# Funline vs slimline



## jasonmac73 (Mar 6, 2018)

I'm trying to figure out the difference between the two.  Price obviously but what is different that makes the slimline cost more than a funline?

I'm not complaining about price but curious the difference.  I personally detest these pens but many people want me to make them.  Customer is always right.  I like the slimline PRO myself because it's bigger, gel ink, and click pen.


----------



## CREID (Mar 6, 2018)

The plating on the funline is not as good as it is on the slimline. I THINK that PSI gives a guarantee on the plating of the gold slimline. Also, I have heard that on the funlines the transmission may not be as good but I can't verify that.


----------



## magpens (Mar 6, 2018)

Slimline Pro is my pick also for the reasons you gave.  I make it as a single barrel without the center band, and I also make it without any brass tubes at all.

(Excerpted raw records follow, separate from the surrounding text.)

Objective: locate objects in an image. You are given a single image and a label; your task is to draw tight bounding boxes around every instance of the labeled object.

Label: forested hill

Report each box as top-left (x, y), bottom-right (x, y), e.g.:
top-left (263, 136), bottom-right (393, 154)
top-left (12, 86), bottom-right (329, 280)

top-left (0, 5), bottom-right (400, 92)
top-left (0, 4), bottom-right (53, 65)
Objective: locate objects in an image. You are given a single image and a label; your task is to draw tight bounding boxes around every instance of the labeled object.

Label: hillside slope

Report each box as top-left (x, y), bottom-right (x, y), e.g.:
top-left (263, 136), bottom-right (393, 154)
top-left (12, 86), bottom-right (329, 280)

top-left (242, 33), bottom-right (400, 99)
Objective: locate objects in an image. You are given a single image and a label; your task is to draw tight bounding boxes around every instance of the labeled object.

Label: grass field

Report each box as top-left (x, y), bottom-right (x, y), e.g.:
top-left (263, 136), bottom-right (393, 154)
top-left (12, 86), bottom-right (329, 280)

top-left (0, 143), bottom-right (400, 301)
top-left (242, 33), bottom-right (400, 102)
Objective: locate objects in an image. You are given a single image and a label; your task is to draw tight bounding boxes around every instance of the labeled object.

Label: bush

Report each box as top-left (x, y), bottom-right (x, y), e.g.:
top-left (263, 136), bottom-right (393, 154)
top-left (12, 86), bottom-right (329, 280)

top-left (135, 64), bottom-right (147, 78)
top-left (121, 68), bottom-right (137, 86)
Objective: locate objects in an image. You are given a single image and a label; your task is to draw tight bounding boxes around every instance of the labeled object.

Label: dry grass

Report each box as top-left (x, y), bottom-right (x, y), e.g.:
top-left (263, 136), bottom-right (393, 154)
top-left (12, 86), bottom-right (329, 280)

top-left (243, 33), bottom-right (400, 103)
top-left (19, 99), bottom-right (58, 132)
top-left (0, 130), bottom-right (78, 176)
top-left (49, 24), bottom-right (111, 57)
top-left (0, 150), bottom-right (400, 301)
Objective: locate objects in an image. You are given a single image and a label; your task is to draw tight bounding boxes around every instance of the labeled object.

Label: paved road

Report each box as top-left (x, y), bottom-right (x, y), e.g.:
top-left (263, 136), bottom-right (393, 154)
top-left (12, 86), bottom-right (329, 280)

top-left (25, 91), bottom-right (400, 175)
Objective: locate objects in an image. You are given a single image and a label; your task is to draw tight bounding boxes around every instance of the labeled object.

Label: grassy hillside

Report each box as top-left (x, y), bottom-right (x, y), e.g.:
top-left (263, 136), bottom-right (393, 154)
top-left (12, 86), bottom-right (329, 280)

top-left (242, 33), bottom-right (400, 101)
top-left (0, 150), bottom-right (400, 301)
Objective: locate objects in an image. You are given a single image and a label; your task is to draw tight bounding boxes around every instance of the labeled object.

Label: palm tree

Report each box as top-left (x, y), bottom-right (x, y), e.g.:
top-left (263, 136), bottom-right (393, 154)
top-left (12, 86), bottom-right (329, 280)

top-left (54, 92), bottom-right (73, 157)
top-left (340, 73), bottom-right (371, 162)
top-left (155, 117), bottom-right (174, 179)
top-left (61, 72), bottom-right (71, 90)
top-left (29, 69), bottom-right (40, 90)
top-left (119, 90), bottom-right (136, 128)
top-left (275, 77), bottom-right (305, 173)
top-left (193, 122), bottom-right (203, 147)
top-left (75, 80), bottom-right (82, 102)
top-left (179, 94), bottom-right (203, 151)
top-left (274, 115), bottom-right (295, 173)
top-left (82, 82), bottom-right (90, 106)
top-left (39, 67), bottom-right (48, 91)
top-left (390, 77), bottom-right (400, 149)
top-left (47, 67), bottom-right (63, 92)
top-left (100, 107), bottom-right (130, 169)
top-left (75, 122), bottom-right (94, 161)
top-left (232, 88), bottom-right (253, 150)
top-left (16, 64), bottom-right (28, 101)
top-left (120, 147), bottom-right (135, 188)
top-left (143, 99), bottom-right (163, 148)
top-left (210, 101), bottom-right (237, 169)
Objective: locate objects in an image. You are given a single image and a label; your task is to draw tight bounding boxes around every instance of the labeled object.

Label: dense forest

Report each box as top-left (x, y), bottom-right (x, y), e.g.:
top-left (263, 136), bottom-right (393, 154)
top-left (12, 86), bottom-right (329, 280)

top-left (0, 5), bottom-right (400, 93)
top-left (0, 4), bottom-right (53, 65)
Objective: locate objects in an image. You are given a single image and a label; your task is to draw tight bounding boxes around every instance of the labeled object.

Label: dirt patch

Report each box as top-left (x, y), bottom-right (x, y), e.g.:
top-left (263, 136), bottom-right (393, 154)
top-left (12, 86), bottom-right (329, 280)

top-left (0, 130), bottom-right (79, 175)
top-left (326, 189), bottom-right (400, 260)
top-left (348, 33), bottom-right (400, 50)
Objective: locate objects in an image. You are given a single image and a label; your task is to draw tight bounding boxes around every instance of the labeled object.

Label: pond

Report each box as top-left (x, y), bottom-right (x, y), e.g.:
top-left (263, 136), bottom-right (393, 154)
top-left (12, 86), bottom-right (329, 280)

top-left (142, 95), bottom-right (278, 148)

I have not made any Funlines, but I don't like slimlines because of the small material thickness at the barrel ends.

Here is PSI's own blurb about the Funline .... kinda leaves you wondering .... the red part is indeed red in their website listing ....

"Our new Funline Slimline Pen Kits offer some of the best values on the  market and come in 6 different platings. This new Funline Slimline  Chrome pen kit includes an attractive ball clip and oriental style band.  *Note: Our lifetime warranty does not apply to this line. (must order in quantities of 5)"*


----------



## jasonmac73 (Mar 6, 2018)

The fact they don't guaranty is an indication they use inferior materials.  Just curious what part is inferior.  I can believe it is the plating.  I've had others complain of chipping


----------



## CREID (Mar 7, 2018)

Well, there is in both the funline and slimline 
A nib end
A center band
A finial end 
And a clip
Along with a transmission, 2 brass tubes and a cheap refil.
But along with the funline PSI clearly states that the lifetime waranty does not apply to the funlines. Ask people that have made both and they will tell you that the plating is not as good on the funlines and that as I have said before the transmission being not as good has been brought up.
Your not talking a lot of money between the two, but the funlines are meant as a cheap fun pen to make. They make no bones about the fact you get what you pay for.


----------



## magpens (Mar 7, 2018)

jasonmac73 said:


> The fact they don't guaranty is an indication they use inferior materials.  Just curious what part is inferior.  I can believe it is the plating.  I've had others complain of chipping




It can't be anything but the plating.

The rest is brass and a little bit of steel in the clip.  The brass and steel will be the last to fail.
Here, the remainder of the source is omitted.